We expect to be able to include the needed number of patients in a period of 18 months. The participating departments will be asked to assign a nurse who is responsible for checking the eligibility of all admitted patients. This method proved to be successful in a previous study [3]. Patients with incurable cancer have been found to be at least as willing to participate in scientific research as patients in other stages of disease [3, 45]. Whereas our study is an observational study in which patients are only asked to fill out a number of questionnaires, our modest assumption of a 60 % participation rate seems justified.

Ethical considerations

The research protocol was submitted to the Medical Ethical Research Committee of the Erasmus Medical Center who declared that there were no objections to the performance of this study.
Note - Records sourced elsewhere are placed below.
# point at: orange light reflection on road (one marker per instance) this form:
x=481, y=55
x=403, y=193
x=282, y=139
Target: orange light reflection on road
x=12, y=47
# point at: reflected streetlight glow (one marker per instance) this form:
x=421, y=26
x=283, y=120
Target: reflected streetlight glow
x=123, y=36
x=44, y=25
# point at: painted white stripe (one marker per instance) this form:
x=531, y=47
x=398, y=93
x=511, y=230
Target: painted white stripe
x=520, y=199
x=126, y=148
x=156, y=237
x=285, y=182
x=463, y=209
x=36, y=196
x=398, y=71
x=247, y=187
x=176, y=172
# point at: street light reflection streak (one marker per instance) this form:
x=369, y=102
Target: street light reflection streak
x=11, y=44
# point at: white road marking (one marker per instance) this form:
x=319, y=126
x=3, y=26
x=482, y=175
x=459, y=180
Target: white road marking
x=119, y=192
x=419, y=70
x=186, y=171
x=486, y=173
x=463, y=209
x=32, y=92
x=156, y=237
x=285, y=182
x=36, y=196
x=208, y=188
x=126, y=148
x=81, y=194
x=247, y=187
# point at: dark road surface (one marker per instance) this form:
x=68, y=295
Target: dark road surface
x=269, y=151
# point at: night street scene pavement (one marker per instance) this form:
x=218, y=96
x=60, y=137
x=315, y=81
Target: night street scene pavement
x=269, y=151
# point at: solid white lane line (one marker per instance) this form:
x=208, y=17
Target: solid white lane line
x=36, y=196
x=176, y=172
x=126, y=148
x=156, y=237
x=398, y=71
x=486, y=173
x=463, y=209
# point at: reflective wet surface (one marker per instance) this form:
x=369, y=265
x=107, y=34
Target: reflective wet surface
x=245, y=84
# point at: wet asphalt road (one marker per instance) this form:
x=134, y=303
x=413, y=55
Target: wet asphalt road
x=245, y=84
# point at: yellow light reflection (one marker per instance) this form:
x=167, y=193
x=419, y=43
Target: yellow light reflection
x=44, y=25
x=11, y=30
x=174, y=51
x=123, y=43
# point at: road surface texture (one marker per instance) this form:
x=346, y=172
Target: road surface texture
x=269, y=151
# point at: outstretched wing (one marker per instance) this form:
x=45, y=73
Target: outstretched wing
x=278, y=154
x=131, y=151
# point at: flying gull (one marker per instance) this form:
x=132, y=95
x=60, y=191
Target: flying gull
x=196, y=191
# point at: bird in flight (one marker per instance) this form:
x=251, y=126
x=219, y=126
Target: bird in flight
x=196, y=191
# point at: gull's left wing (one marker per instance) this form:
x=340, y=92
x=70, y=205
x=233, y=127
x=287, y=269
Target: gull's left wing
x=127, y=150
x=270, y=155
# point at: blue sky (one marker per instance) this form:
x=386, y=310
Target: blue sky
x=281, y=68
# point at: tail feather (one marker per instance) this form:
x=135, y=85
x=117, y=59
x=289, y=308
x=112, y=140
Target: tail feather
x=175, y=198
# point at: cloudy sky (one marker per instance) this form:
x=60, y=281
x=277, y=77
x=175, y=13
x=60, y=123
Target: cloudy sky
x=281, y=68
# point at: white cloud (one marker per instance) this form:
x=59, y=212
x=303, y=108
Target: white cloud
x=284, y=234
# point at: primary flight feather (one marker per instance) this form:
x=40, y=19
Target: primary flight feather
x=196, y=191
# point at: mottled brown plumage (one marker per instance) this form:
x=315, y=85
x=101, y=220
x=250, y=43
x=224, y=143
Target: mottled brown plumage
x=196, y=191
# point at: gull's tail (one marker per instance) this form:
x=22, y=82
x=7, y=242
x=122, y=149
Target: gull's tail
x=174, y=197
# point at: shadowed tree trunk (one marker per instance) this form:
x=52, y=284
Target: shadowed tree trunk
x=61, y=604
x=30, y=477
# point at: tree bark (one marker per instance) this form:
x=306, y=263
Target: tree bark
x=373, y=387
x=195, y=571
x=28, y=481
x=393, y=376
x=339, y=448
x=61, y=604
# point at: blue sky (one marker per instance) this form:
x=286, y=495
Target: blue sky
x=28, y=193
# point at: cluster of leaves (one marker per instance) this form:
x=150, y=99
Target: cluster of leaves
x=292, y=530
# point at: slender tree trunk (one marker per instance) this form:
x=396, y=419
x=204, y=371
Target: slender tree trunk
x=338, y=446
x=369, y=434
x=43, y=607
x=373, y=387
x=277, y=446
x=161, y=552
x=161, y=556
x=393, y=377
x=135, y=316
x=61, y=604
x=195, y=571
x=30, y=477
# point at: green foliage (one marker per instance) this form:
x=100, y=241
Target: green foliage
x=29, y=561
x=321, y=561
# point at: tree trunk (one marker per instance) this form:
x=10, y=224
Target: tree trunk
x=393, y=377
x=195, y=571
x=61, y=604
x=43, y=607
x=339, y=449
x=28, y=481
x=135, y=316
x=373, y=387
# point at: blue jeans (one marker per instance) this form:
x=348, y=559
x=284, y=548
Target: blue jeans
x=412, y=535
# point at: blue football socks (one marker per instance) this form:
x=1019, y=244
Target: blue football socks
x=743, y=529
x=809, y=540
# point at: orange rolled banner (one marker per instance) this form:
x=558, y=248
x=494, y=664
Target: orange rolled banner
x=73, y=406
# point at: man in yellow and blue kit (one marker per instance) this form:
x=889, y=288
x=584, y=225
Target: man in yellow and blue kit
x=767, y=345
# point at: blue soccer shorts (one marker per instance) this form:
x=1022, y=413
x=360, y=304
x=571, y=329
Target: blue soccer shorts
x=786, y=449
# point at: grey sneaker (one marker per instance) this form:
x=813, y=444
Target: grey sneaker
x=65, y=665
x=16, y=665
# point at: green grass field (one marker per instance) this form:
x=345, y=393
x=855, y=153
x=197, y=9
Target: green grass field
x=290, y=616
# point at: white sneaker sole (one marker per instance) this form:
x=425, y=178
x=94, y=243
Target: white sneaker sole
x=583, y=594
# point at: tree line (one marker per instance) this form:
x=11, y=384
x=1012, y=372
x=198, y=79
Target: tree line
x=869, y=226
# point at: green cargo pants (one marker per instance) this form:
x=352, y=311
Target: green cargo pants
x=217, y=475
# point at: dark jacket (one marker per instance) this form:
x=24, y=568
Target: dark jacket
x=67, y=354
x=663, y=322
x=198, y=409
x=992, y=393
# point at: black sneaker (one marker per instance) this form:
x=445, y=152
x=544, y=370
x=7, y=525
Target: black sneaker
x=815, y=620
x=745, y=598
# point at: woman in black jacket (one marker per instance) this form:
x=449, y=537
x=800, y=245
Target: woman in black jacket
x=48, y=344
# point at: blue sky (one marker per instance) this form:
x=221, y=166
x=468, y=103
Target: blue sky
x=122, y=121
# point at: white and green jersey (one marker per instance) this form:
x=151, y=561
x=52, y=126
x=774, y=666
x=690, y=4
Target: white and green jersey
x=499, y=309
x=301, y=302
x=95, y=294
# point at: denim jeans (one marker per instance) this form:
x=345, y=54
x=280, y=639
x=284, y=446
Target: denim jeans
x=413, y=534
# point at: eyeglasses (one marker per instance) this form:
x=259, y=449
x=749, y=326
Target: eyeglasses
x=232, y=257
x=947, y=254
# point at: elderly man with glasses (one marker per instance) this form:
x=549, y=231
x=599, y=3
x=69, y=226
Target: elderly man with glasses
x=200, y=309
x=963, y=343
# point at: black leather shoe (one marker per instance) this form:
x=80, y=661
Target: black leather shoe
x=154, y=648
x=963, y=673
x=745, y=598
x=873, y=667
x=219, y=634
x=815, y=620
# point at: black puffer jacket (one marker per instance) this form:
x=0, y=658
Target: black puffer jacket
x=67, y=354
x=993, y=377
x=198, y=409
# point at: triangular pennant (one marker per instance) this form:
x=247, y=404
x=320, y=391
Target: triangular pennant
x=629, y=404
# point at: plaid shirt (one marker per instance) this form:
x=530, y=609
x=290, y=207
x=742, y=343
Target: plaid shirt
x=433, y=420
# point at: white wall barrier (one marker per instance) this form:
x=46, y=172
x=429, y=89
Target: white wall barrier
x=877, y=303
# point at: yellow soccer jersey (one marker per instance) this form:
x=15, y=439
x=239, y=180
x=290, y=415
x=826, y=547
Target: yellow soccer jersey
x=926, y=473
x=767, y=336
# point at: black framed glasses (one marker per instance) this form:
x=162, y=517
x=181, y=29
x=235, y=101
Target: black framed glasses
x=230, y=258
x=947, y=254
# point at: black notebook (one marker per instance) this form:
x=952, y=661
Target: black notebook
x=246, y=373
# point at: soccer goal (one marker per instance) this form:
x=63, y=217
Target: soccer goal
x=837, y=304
Substudy 1 is not related to patients but to caregivers. Caregivers consented to participate in the group discussions or individual interviews. For substudy 2, according to national regulations, informed consent does not have to be obtained, because data on medical care and decision making will be gathered locally and stored anonymously in a database. For substudy 3, written informed consent will be obtained from all participants.

Discussion

The objective of the COMPASS study is to assess the process and outcomes of hospital palliative care consultation in the Netherlands. The study has several potential strengths, weaknesses, threats and opportunities that are associated with the design of the study and with the specific population.

Strengths and weaknesses

To our knowledge this is the first study to assess the effects of hospital palliative care consultation in the Netherlands. The number of participating hospitals [12] and PCTs [9], representing academic, teaching and generals hospitals, is a strength of this study because in this way we gain insight in different settings.Furthermore, we will study PCT consultation in ‘real life’ and not in an experimental setting. However, the observational design of the COMPASS study can also be viewed as a weakness. Randomized studies on the effects of health service changes in palliative and end-of-life care are often not possible, due to ethical and practical constraints. Firstly, specialized palliative care services may not only have an impact on individual patient care, but also on general attitudes of hospital caregivers towards care for patients in the last stage of life, which would contaminate assessments in the control groups. Secondly, several hospitals, especially those that are at the forefront of developing palliative care have already implemented PCT consultation facilities for several years, which makes randomized evaluation of such facilities impossible. When randomized trials are not feasible, as is the case in our study, a well-designed observational study is an appropriate alternative [46]. Some previous studies on the effects and costs of specialized palliative care services were observational and used novel statistical techniques, such as propensity scores, to define comparable patient groups [22].

Threats and opportunities

The threats to the successful conduct of this study relate mainly to the inclusion of patients. Nurses may be reluctant to ask patients for informed consent as participation in research may impose undue burden on patients and caregivers [47]. However, studies have found that many patients with advanced illnesses actually appreciate to participate in research [47]. Furthermore, it is known that PCTs are often consulted relatively late in the disease trajectory [27, 48], which means patients may not be able to participate by filling in questionnaires. Furthermore, some patients will be lost to follow up, which is inherent to the study population.

Implications

This study will provide insight in the process and outcomes of PCT consultation in Dutch hospitals. This knowledge is important for existing and new PCTs. The outcomes can be used to optimize hospital-based PCT consultation services for patients with advanced illnesses.